A total of 120,000 students in China's quake-hit areas started their three-day national college entrance exam on Thursday morning, which was delayed about a month after the May 12 earthquake.
Among them were 96,000 students from 45 counties in Sichuan Province, and 24,000 from 17 counties in Gansu Province. In total, they make up 1.1 percent of all senior high school graduates attending the college entrance exam this year.
About 78 percent of them will attend the most important exam in their lives in makeshift classrooms, which were fitted with air conditioners.
"Do not talk with the examinees about the earthquake," is the advice given to proctors in a manual.
In the Changhong Training Center venue in Mianyang city of Sichuan, 935 examinees from the worst-hit Beichuan county sat for the exam.
"What they are faced is not only the exam but the dreadful memories of the earthquake," said a proctor surnamed Liu.
He and other proctors have been trained in evacuating examinees. If an aftershock occurs, two proctors in each makeshift classroom will lead examinees outside, and take care of their exam papers.

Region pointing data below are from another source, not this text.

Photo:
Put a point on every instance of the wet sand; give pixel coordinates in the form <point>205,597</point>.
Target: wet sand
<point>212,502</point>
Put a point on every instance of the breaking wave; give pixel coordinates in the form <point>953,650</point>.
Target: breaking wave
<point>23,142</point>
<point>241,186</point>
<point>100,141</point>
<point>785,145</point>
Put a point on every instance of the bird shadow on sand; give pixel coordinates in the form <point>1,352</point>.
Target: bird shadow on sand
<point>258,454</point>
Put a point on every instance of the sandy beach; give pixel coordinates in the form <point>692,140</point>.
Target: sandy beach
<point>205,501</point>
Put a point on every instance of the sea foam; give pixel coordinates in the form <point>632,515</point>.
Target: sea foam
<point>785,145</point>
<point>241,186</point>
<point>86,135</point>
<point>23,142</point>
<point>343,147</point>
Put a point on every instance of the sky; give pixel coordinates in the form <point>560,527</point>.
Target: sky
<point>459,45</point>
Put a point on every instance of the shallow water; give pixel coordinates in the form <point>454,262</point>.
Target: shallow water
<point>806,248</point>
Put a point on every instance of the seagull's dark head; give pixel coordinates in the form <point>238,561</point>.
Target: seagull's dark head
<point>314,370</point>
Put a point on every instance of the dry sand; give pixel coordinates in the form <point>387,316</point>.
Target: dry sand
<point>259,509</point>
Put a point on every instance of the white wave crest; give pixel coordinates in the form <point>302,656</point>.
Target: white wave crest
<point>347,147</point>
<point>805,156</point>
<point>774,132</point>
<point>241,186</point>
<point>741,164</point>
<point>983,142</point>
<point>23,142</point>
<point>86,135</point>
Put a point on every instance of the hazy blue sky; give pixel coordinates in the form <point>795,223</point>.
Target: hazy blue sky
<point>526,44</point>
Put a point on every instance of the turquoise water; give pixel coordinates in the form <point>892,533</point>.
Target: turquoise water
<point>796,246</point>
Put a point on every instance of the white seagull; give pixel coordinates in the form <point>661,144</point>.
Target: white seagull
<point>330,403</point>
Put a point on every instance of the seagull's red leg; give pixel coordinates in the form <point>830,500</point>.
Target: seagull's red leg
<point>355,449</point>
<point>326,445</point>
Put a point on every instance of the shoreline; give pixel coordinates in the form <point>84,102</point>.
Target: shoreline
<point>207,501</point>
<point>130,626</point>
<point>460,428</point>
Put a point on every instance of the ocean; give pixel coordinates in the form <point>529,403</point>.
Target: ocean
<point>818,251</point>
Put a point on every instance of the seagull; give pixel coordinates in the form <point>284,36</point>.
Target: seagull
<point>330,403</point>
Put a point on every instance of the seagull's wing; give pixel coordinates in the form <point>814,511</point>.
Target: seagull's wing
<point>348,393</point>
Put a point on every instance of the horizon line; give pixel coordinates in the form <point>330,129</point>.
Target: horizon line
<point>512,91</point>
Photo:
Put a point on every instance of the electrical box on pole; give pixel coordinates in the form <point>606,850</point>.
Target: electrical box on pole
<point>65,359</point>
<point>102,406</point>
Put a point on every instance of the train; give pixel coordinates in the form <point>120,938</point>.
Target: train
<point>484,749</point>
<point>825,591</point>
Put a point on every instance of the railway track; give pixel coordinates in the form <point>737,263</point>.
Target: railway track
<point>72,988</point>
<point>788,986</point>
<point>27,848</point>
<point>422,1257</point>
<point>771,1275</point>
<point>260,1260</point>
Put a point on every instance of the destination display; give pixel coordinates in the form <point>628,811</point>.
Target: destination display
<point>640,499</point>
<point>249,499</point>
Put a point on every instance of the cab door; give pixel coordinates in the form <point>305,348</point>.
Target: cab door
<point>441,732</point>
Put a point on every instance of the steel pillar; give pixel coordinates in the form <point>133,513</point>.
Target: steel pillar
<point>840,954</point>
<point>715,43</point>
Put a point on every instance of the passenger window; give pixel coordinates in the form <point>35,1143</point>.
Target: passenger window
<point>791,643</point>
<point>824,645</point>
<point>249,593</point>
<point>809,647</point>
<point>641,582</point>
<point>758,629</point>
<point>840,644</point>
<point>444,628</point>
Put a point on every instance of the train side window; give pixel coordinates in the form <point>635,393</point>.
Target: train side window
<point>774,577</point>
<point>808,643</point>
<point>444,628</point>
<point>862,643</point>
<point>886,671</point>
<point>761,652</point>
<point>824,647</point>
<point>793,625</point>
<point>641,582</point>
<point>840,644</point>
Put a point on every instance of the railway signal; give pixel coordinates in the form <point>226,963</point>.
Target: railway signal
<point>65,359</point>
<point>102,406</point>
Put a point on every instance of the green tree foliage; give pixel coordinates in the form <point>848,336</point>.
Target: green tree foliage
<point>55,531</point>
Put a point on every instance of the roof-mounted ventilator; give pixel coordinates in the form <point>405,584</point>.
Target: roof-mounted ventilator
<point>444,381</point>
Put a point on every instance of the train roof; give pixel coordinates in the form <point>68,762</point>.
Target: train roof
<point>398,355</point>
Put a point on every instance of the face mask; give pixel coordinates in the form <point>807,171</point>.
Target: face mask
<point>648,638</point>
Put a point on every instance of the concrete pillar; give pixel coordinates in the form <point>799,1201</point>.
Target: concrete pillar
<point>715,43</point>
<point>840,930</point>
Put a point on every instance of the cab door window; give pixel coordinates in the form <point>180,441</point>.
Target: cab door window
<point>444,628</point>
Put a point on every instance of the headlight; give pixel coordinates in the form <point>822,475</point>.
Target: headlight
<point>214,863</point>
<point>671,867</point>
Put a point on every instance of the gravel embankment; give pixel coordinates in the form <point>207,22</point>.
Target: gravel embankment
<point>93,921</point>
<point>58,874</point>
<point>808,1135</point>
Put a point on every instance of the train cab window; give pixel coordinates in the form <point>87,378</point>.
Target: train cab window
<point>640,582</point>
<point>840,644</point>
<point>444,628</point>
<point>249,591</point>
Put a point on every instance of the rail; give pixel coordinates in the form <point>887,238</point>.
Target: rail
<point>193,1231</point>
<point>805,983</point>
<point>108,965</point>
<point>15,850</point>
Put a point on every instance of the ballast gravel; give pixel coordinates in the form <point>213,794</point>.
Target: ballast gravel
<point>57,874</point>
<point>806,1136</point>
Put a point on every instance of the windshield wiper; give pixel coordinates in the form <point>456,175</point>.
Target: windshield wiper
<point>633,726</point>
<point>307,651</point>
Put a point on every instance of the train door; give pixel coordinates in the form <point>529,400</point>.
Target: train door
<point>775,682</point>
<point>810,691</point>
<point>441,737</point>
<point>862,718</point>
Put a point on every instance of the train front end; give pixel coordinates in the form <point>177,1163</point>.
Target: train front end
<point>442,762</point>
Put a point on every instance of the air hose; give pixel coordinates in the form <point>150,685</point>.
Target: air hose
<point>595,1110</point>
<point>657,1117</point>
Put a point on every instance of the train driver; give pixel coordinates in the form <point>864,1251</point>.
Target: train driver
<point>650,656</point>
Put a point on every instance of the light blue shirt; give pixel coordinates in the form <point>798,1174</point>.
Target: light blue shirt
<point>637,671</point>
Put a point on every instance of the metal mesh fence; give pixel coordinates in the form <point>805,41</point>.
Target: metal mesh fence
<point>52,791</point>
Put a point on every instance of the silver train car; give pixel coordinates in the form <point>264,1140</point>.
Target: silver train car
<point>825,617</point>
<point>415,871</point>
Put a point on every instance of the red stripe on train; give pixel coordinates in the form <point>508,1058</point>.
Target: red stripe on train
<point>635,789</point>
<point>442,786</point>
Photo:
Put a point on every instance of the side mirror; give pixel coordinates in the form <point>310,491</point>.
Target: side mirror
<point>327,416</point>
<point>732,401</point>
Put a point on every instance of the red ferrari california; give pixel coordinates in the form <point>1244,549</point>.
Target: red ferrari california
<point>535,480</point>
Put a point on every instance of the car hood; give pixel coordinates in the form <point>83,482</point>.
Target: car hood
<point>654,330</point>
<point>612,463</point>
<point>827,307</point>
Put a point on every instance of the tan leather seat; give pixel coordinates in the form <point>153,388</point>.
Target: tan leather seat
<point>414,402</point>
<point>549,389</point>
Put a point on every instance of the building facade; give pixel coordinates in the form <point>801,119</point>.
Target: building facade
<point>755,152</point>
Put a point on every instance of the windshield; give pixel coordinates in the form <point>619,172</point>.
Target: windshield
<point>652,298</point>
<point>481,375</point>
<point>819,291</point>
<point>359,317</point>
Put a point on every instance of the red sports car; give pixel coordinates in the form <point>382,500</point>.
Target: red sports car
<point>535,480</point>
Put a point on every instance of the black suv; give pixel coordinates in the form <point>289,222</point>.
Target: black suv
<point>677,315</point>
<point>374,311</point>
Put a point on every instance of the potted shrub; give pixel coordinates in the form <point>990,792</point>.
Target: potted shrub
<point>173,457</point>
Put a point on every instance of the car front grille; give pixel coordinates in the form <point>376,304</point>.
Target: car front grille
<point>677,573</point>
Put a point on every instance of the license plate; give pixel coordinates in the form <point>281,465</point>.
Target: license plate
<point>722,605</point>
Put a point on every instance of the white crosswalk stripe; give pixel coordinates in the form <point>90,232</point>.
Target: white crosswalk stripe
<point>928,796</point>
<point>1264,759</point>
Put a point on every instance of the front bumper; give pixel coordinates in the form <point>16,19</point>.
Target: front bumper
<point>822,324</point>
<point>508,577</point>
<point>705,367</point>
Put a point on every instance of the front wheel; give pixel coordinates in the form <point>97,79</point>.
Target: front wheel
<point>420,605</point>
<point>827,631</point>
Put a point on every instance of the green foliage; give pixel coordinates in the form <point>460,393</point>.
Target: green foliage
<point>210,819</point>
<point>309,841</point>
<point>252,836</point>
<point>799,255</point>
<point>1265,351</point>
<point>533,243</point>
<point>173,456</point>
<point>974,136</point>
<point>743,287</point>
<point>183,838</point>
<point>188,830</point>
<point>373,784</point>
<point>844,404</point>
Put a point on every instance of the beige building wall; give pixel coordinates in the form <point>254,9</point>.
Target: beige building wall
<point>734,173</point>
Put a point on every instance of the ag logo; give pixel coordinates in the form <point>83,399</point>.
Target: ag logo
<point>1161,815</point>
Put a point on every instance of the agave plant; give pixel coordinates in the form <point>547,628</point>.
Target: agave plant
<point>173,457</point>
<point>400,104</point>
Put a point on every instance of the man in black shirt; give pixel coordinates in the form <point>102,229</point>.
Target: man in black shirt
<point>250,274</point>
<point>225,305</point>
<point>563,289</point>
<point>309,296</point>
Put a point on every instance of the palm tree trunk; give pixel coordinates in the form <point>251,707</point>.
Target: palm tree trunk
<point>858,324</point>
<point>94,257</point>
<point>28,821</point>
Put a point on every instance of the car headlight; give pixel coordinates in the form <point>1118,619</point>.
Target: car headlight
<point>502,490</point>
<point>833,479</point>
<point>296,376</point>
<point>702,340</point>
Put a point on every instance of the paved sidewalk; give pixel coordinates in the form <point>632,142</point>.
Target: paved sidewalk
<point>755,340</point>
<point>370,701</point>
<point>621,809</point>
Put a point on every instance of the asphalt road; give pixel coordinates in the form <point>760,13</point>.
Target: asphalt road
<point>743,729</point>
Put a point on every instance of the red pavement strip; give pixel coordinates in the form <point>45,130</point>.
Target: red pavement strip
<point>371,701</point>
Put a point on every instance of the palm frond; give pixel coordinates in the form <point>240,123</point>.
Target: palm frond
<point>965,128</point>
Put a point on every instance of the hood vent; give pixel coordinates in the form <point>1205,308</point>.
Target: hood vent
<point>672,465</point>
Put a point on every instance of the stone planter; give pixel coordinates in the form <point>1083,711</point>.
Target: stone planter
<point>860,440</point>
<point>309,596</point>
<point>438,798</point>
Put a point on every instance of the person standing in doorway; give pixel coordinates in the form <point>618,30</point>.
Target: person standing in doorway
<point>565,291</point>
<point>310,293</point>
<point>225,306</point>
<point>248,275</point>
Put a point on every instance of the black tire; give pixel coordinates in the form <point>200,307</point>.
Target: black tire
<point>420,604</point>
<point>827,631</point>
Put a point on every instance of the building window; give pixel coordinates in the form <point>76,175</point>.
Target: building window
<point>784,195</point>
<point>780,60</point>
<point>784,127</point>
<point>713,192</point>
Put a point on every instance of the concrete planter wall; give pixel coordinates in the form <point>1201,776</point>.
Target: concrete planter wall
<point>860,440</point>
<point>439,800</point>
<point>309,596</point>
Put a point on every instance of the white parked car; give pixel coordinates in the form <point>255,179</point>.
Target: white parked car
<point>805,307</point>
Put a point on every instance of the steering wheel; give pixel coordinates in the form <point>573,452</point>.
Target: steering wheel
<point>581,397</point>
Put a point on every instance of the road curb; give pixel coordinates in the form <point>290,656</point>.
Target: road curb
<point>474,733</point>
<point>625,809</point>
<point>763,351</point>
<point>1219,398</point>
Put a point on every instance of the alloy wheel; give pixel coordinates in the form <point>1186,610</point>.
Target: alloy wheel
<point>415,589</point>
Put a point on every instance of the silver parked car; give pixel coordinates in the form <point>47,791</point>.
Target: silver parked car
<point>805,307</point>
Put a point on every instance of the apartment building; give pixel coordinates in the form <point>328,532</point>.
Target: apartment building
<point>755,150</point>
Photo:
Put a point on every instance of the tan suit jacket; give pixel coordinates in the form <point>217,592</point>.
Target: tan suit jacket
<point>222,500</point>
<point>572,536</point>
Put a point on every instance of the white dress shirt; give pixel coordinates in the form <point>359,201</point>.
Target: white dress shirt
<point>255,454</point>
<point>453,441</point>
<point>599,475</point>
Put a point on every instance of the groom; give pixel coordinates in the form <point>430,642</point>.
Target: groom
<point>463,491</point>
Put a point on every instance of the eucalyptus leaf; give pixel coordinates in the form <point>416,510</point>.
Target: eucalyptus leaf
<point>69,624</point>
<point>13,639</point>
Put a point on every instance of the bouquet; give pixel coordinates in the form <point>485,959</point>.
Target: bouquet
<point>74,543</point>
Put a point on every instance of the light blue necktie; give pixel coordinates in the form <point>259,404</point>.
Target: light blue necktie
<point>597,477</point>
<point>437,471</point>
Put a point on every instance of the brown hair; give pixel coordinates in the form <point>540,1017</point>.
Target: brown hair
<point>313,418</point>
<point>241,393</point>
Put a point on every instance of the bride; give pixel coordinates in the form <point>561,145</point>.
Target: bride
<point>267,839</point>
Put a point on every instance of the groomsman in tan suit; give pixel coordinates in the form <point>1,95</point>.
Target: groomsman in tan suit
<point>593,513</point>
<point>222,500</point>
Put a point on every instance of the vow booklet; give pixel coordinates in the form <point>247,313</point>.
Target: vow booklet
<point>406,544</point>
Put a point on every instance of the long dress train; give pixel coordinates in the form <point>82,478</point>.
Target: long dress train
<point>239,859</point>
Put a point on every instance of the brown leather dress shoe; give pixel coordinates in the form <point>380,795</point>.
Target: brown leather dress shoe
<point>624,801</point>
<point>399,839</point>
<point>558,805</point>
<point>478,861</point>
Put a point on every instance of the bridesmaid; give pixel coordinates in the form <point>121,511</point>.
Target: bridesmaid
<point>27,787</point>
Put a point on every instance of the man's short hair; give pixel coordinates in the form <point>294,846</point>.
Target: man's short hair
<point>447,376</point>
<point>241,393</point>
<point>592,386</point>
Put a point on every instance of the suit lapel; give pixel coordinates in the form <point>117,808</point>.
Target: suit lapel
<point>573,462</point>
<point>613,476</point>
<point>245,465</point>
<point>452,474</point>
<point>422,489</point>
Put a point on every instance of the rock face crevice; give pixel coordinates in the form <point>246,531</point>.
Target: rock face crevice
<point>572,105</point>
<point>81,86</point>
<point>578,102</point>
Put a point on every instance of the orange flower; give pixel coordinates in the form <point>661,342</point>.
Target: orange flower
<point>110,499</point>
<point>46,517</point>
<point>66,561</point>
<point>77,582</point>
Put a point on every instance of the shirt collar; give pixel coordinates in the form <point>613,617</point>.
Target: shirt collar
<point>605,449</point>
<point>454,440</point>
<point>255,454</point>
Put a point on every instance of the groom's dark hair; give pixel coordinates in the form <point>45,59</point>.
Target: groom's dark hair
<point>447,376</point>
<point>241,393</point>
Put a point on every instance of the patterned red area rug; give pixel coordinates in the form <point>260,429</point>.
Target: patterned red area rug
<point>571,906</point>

Helicopters were used for the first time to ferry exam papers in 13 exam venues in Aba prefecture in Sichuan, said Zhou Xinbin, an official with the provincial education and examination institute.
"Roads to these venues were either blocked or threatened by the earthquake, and we are afraid landslides and cave-ins may occur while transporting exam papers," Zhou said.
Four helicopters carried 4,000 sets of exam papers to these areas, and armed police took care of them before the exam started.
The earthquake zones have been granted a college enrollment rate of 2 percent more than the previous plan. The Ministry of Education has asked the country's 1,000-plus institutions of higher learning to increase their enrollment quota for the quake-hit areas.